Out of Tune Page 6
I start singing—and picture myself arriving at Lacey’s dad’s furniture store, with Kenzie in tow, just in time to prevent another hand-holding session between Lacey and Jack. A loud tractor trailer rolls by us and then stops.
A scrawny man with a green baseball cap leans out the driver’s door and calls, “Y’all need help?”
I leap up and race past Dad to get there first. “Nope! We’re all good here.” I jerk my thumb toward Dad, who’s making his way to the truck. “My dad’s an expert mechanic. He’ll have the tire on in no time. He’s—”
“Thank you for your faith in me, Maya Mae, but I think I could use a little help.” Dad places his hands on my shoulders and talks to the truck driver about the tire.

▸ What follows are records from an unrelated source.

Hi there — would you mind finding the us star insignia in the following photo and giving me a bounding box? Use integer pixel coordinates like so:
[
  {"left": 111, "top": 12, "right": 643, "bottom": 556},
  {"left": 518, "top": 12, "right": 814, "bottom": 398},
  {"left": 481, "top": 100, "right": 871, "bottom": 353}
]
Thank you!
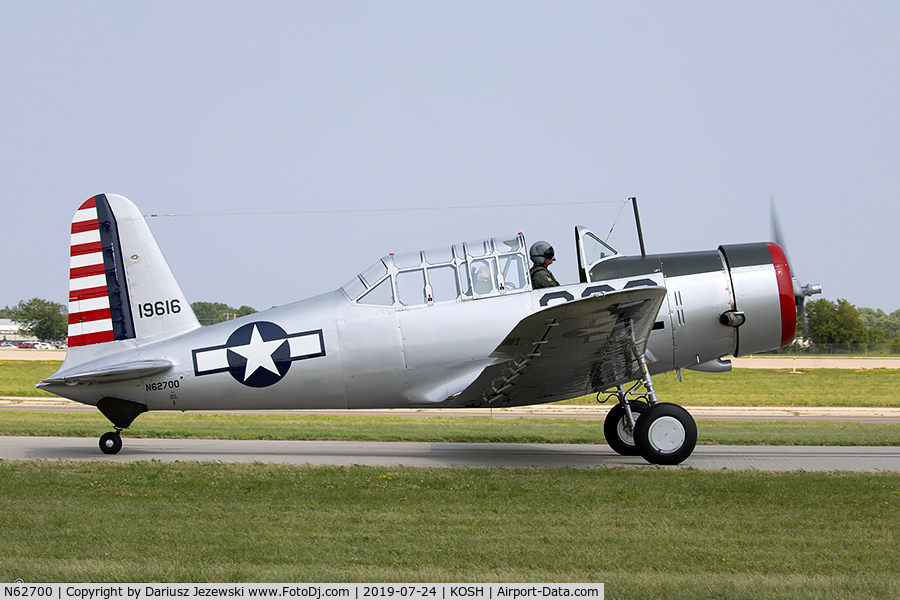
[{"left": 192, "top": 321, "right": 325, "bottom": 388}]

I slink out from under his grasp. Why didn’t I talk faster? I could’ve gotten rid of that guy, and eventually Mom and Dad would’ve given up on the tire, and then we all could’ve gone home.
I flop down into the dusty grass next to Bug. Mission so not accomplished.
“He called in on his CB radio,” Dad says after the trucker leaves. “He told them exactly what kind of tire we need, and a tow truck will bring it by soon.”
And not more than a half hour later, a truck with flashing yellow lights arrives, dashing my dreams of a dramatic furniture-store reunion with Jack—and pretty much everything else I want right now. The tow truck guy gets the tire on the RV in less than fifteen minutes, and we’re on our way again.
I guess tires don’t cost all that much after all.
It’s time to get serious. I bring up the notes app on my phone and put my brain to work on coming up with real ideas to get home.
Operation Maya Goes Home (OMGH)
(In time for Dueling Duets.)
Countdown: T minus 15 days
How to Get Home to Audition with Jack and Win His Heart with My Voice and Stellar Personality:
1. Convince Mom and Dad this is the worst idea ever.
2. Bertha needs major repairs (tires don’t count, I guess).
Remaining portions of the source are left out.